After a mixed start to the season, Newcastle’s Entertainers welcomed fourth-place Manchester United to St. James’ Park sitting handsomely at the top of the table after a run of six consecutive wins.
The seventh would be the crowning glory of Keegan’s reign as manager. Newcastle tore into their visitors and led 2-0 at half time thanks to Darren Peacock’s header and Ginola’s sensational curling strike.
The second half was even better with close-range efforts by Ferdinand and Shearer followed by a superb Philippe Albert chip that sailed over a flatfooted Peter Schmeichel for the fifth.
Sadly, for Newcastle, a loss at home to Arsenal at the end of November saw them lose top spot, which they would not regain for the remainder of the season. A seven-match unbeaten run at the end of the campaign saw the team rally to finish second and claim their first ever Champions League spot, and the first awarded to a runner-up.
But by then Keegan had left the club, walking out in January to be replaced by Kenny Dalglish. The era of the Entertainers was coming to an end.
Newcastle 8-0 Sheffield Wednesday (Sept. 19, 1999)
An infamous 2-1 home defeat to bitter rivals Sunderland. The resignation of manager Ruud Gullit. Second bottom in the Premier League table with one point from seven matches. September 1999 was not a good time to be a Newcastle supporter.
Enter Sir Bobby Robson.
A midweek UEFA Cup win away to Bulgaria’s CSKA Sofia was a good start for the new manager, but all eyes were on his first home Premier League match against Sheffield Wednesday. It would turn out to be a footballing festival, and a pointer to where the former England and Barcelona coach would take his hometown club.
The visitors simply did not know what had hit them. Shearer scored five goals (the hattrick coming in 12 first-half minutes), while Aaron Hughes, Kieron Dyer, and Gary Speed chipped in with a goal each as Newcastle thrashed the visitors 8-0 at a bouncing St. James’ Park.
A season that threatened to bring a relegation battle would end with an 11th place finish and FA Cup semifinal defeat to Chelsea.
It took a couple of years to get Newcastle up the Premier League table, but Robson would end up guiding the team to fourth and third-place finishes, and a return to the Champions League.
Newcastle 4-4 Arsenal (Feb. 5, 2011)
At a time of mid-table struggles, this astonishing match was a reminder that few football grounds could rival St. James’ Park for pure passion when team and supporters are in synch.
Not even one of football’s biggest cliches — it really was a game of two halves — could quite convey what took place on the pitch that day.
Arsene Wenger’s young Arsenal team, second in the table and Manchester United’s prime challengers for the Premier League title, ripped the home side apart in a devastating opening 14 minutes, scoring four times through Theo Walcott, Johan Djourou, and a Robin van Persie double. Anything that could go wrong for Newcastle, did.

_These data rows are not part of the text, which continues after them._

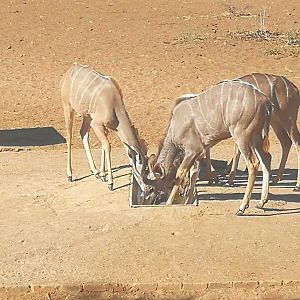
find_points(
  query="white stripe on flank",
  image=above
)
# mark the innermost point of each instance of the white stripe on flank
(256, 82)
(270, 84)
(286, 87)
(222, 103)
(71, 89)
(82, 94)
(234, 103)
(91, 106)
(227, 103)
(201, 112)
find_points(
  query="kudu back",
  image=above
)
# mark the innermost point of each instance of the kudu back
(200, 121)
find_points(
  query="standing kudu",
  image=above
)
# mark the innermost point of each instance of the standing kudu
(200, 121)
(284, 96)
(98, 99)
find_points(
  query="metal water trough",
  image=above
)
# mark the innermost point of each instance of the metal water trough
(135, 192)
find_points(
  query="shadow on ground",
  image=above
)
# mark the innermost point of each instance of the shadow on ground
(24, 137)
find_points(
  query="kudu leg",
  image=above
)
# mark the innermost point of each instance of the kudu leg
(194, 173)
(69, 116)
(102, 164)
(295, 136)
(234, 166)
(84, 133)
(252, 166)
(265, 161)
(181, 175)
(211, 174)
(101, 135)
(285, 143)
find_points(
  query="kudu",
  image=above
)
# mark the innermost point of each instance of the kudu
(200, 121)
(98, 99)
(284, 96)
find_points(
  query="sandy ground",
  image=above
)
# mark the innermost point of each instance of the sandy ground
(54, 231)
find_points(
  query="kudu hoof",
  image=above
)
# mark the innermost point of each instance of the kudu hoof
(260, 205)
(240, 212)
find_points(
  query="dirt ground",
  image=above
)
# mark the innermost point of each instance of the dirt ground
(55, 232)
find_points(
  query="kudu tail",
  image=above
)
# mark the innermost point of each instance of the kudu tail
(266, 129)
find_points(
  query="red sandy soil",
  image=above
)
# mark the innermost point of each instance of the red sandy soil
(56, 232)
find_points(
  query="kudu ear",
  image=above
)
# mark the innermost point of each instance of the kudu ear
(151, 162)
(158, 170)
(134, 154)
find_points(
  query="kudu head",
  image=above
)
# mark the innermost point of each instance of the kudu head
(160, 181)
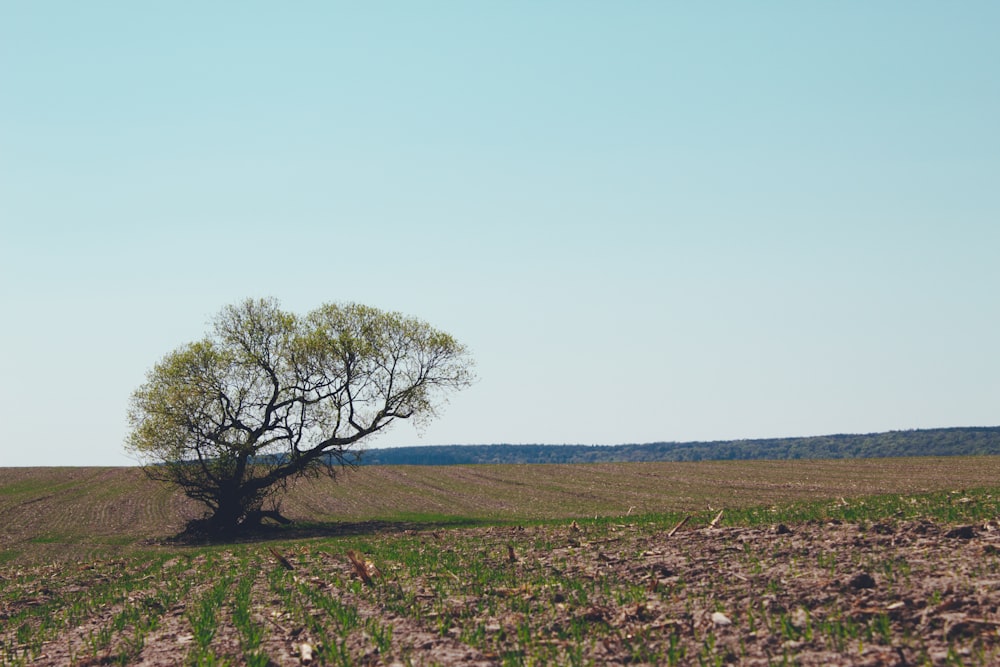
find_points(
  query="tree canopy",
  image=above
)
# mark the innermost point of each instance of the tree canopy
(268, 396)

The second half saw a complete turnaround in fortune for Alan Pardew’s team. Abou Diaby’s sending off five minutes into the second half looked like it would give Newcastle a lift but by the 68th minute they were still four goals adrift. Then it all changed.
A penalty was converted by Joey Barton, and seven minutes later the score was 2-4 thanks to Leon Best’s strike. With seven minutes of the match remaining, Newcastle were awarded another penalty, Barton again scoring to somehow give the home team sight of what would be one of the club’s greatest ever comebacks.
On 87 minutes, what seemed an impossible dream 20 minutes earlier came true. A Barton free kick was cleared by the Arsenal defense only for Cheick Tiote to strike a stunning volley past Arsenal keeper Wojciech Szczesny.
Cue mayhem on the pitch and in the stands.